Of all Colombia’s 50 million inhabitants, it had to be a libertine punk who is threatening to “morally do away with” former President Alvaro Uribe, a.k.a. “The Messiah,” and able to do so.
So many people who said that Uribe’s self-proclaimed moral rectitude is the work of a criminal mastermind have died, there’s even a term for it: “Suicide by Uribe.”
The rules
More important than the rule of law is that Colombia has rules; you do not mention Uribe and his father were intimate with Pablo Escobar and the Medellin Cartel, that his late older brother had two children with an extradited drug trafficker, that his family estate allegedly has its own mass grave and that his sons allegedly were in business with one of Colombia’s most notorious child rapists.
If you do, you deal with the consequences on your own because nobody will help you. Uribe has a Medal of Honor” and goes to church every Sunday, for crying out loud.
Instead, you repeat that “had it not been for Uribe we couldn’t go to our holiday homes because of the guerrillas,” “Uribe saved Colombia, “Uribe is the greatest Colombian ever” or you call him “the eternal president.”
If you do that you may be a mafia wife, but at least you will live long and happily ever after. Simple as that.
The law
The problem with the rules are the law. The evidence against the Uribe crime family has been piling up since 1984 that they are like 20 elephants in the room and have the political patron of President Ivan Duque begging the Supreme Court not to throw him in jail already.
Uribe has had the worst luck with the law as he keeps suing journalists who break the rules over “slander” or “infamy,” filling the courthouse with evidence of his family’s criminal empire.
The former president introduced the “rule of opinion” that would allow public opinion Uribe has been manipulating for decades to overrule the rule of law, but this turned out to be unconstitutional.
The irony
“The Messiah” is approximately 24 hours away from having his moral authority taken through a meat grinder, ironically by a journalist who spends more time having sex with his girlfriends than Uribe and his “good Colombians” spend in church.
The problem with Mendoza is that he wasn’t just trained by Gonzalo Guillen, arguably the country’s most respected journalist, he has a law degree.
This has become increasingly terrifying for Uribe as Guillen and Mendoza have not just won every single court case against the former president, their journalism is morally destroying Uribe’s attorneys and getting them eerily close to prison.

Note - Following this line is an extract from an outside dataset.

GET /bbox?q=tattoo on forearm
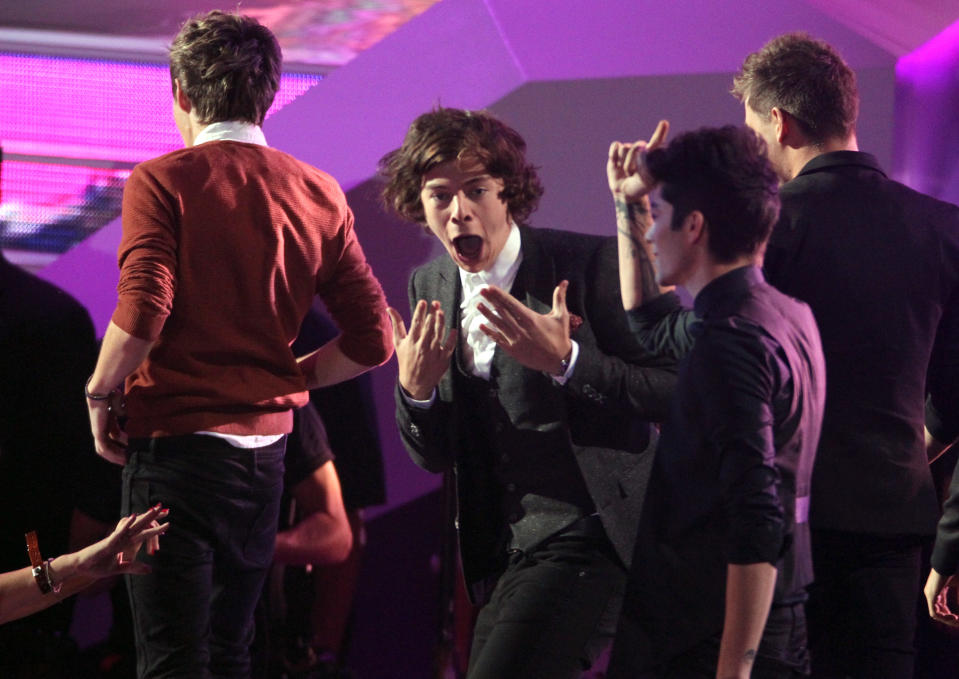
[614,199,659,296]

The two have had enough of Uribe, his self-proclaimed moral rectitude and the death threats. Having done away with the former President’s lawyers, Mendoza will on Wednesday begin to destroy Uribe in his non-fiction online TV series “Matarife.”
More than 100,000 Colombians have subscribed to his YouTube Channel, eager to see how the libertine punk will rip Uribe to shreds.

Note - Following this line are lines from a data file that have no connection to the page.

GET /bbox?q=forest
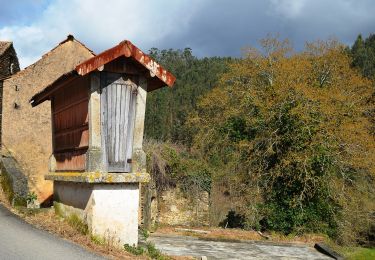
[145,35,375,245]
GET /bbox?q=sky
[0,0,375,67]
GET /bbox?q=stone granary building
[30,41,175,247]
[0,35,94,203]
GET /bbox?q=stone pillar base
[54,181,139,248]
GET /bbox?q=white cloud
[0,0,201,67]
[270,0,307,18]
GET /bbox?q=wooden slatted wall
[52,77,89,171]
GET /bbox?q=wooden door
[101,73,136,172]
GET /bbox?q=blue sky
[0,0,375,67]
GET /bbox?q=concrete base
[54,181,139,247]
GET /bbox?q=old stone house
[0,41,20,140]
[0,41,20,80]
[0,35,95,202]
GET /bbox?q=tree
[189,38,375,244]
[145,48,231,145]
[350,34,375,79]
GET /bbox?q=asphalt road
[0,204,103,260]
[148,235,332,260]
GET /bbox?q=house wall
[0,44,20,79]
[0,44,20,143]
[2,40,93,202]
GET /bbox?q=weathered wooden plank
[126,85,136,172]
[102,73,135,172]
[119,85,126,162]
[115,84,122,162]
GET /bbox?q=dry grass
[0,184,144,259]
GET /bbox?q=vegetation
[343,247,375,260]
[146,35,375,247]
[66,214,89,235]
[145,48,232,143]
[350,34,375,79]
[124,242,170,260]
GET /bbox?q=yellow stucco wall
[1,40,93,202]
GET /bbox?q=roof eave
[75,41,176,90]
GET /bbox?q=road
[148,235,332,260]
[0,204,104,260]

Countless others have subscribed to special Whatsapp and Telegram groups and are ready to upload the video, if Uribe is able to take it down.
The former president is cornered. If he takes down the video, it will be uploaded again hundredfold. Even if his attorneys weren’t already with one foot in the door, they wouldn’t dare make a move.
The last time “The Messiah” sued the punk, Mendoza appeared in court with such an abundance of evidence Uribe was forced to withdraw the lawsuit or risk life in prison.